Health Officials discuss whether to mandate Hep. A vaccination after outbreak
Sep 10, 2018, 6:27 PM | Updated: 6:38 pm
(Tobias Arhelger, Adobe Stock)
SALT LAKE CITY — With a recent potential Hepatitis A exposure at a downtown restaurant, some wonder why current regulation does not mandate the vaccination for food service workers before working in a restaurant.
A preemptive requirement for vaccination prior to working with food is not without precedent.
“There are a couple jurisdictions across the country that do require Hepatitis A vaccine for food workers,” says Salt Lake County Health Department spokesman Nicholas Rupp. “But it’s not something that is required in Utah”
The Salt Lake County Board of Health does want to get out in front of such an exposure, but does not currently feel comfortable requiring all restaurant workers get the Hepatitis A vaccination. Several factors affect this position, mainly feedback from restaurant owners.
“Requiring all of their workers to receive a Hep A vaccine would be very challenging for them to get staff,” says Rupp. “The cost associated with vaccine, while pretty minimal, is more than many of them feel they could absorb and still operate their restaurant because so many restaurants do operate on such a razor-thin margin.”

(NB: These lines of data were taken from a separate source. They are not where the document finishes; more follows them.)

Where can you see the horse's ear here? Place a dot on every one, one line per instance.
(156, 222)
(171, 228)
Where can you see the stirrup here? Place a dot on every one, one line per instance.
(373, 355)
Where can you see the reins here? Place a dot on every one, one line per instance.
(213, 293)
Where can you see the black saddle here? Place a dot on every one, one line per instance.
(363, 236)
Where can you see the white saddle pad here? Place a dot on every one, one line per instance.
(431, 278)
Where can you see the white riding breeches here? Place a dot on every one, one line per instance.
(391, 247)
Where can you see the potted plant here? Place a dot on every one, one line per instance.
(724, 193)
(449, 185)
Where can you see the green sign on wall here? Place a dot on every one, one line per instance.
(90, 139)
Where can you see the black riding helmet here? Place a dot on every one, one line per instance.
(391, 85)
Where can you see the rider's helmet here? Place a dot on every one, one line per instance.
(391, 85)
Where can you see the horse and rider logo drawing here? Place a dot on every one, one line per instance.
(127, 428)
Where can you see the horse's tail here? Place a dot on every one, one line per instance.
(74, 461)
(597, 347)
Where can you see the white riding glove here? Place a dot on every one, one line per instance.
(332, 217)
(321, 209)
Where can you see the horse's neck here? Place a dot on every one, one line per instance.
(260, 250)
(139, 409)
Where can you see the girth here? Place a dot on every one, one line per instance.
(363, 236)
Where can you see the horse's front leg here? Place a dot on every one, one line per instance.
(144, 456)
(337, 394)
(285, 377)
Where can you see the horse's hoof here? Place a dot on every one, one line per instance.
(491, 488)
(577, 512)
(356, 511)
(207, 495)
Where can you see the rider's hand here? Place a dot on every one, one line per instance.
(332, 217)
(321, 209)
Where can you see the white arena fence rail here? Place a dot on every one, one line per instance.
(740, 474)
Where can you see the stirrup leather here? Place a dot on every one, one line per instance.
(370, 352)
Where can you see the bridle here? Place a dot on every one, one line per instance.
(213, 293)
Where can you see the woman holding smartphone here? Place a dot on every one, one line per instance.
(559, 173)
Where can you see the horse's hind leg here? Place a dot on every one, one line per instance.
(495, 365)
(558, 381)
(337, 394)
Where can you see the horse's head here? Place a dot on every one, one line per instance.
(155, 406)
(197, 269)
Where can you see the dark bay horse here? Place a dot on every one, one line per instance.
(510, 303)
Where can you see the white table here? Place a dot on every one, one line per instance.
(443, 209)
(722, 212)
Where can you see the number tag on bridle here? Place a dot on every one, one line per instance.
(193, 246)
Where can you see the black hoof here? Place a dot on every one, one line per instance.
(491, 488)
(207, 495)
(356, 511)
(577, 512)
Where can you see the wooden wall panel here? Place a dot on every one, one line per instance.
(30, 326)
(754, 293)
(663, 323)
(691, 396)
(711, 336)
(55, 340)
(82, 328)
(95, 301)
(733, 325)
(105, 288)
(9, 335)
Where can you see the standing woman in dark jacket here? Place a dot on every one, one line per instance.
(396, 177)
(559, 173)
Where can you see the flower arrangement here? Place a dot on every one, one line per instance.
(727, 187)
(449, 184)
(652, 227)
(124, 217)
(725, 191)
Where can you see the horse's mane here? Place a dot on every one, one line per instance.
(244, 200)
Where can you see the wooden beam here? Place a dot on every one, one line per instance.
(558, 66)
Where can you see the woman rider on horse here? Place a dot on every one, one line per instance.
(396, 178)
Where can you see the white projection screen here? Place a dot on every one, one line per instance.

Around the start of the outbreak last May, the Board of Health amended food service regulations to require all restaurant workers where an exposure may have happened to receive the vaccination. The Health Department feels this change is better than nothing.
“The fact that our outbreak is slowing tells me it was the right thing to do,” Rupp says.
If the situation ever does call for preemptively requiring the Hepatitis A vaccination for all restaurant workers, it would be a decision completely up to health officials.
Rupp says, “That’s something the Board of Health will look at as the outbreak continues.”